Gillian Armstrong talks Women He’s Undressed

Director Gillian Armstrong discusses Australian costume designer Orry-Kelly and her gorgeous documentary about his life and craft — with a side of Cary Grant and Betty Davis.

Gillian Armstrong, Women He's Undressed
Courtesy of TIFF

Australian costume designer Orry-Kelly could transform actresses’ bodies, even notoriously ‘difficult’ figures, with his clothes. Bette Davis’s large, droopy breasts posed a particular challenge, since she refused to wear underwire bras — believing they caused cancer. Though Orry-Kelly won three Oscars and designed for countless classic films, including Jezebel, Casablanca, Gypsy, and An American in Paris, he had remained a virtual unknown outside the circles of professionals in his field. Gillian Armstrong’s highly entertaining documentary Women He’s Undressed, which had its international premiere at TIFF, brings Orry-Kelly’s story to the masses, while also illuminating the art and magic of costume design.

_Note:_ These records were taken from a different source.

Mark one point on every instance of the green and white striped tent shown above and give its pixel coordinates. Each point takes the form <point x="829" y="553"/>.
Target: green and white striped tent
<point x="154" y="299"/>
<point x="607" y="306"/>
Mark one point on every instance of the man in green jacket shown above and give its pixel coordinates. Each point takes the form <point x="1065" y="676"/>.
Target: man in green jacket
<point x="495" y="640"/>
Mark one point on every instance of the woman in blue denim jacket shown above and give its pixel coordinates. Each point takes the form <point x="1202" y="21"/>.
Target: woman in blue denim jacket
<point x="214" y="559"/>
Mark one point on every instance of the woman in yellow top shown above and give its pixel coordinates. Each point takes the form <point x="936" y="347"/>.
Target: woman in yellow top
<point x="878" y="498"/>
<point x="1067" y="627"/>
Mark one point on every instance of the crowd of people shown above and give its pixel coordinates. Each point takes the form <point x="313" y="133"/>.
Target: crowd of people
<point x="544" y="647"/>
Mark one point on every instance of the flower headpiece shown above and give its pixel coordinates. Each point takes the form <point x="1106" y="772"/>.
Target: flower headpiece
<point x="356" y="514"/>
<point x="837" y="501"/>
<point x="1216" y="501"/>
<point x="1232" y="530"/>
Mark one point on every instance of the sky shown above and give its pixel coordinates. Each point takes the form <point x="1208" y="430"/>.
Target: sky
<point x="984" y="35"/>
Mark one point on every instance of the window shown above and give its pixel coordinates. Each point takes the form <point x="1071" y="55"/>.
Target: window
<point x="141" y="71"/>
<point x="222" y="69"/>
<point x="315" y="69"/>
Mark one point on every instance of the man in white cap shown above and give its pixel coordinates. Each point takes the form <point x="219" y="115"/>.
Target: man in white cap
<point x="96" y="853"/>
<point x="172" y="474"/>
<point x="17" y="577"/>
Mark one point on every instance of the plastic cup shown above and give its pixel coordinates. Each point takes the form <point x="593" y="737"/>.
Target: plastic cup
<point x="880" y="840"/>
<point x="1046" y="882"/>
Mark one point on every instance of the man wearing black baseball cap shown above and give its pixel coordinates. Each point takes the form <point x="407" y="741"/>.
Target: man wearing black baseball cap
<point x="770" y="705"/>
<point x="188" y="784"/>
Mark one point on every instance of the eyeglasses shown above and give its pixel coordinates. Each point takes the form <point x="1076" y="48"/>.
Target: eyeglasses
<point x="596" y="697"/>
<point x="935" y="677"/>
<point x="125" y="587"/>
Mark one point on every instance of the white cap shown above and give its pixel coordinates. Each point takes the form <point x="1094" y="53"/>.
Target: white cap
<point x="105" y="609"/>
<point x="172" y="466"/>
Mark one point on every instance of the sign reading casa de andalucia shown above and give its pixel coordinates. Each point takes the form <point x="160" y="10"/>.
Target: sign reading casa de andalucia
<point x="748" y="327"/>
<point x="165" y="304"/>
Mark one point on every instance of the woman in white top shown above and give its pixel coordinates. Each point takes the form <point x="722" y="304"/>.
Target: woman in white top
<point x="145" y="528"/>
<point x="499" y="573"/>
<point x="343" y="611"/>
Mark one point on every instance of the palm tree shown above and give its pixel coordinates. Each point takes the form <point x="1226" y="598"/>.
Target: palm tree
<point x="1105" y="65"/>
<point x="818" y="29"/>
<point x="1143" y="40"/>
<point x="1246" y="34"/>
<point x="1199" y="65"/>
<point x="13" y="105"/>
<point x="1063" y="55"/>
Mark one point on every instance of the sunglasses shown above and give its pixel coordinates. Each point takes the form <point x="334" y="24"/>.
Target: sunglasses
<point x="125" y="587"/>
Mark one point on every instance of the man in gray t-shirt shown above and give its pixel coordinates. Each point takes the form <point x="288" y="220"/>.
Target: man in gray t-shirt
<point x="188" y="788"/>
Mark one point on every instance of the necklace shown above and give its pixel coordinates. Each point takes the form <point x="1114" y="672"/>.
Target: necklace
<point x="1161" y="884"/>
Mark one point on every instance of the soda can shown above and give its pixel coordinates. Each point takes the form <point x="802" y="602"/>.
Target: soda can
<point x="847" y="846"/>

Armstrong and her editors had to watch endless footage of Bette Davis to find the right clips to illustrate Orry-Kelly’s genius. She asked her assistant editor, “Can you go through all of Bette Davis’s films from the early ‘30s and try to find some shots where her breasts are moving around under her clothes? Can you find some shots of Bette in the later films where there might be like a pocket handkerchief or something used for distraction above her breast?” Armstrong noted that after screening the film for audiences, “A lot of people have said that after that [part of the film], any time [Davis] came on the screen, all they could do was look at her breasts.”

[quote type=center]A lot of people have said that after that [part of the film], any time [Davis] came on the screen, all they could do was look at her breasts.[/quote]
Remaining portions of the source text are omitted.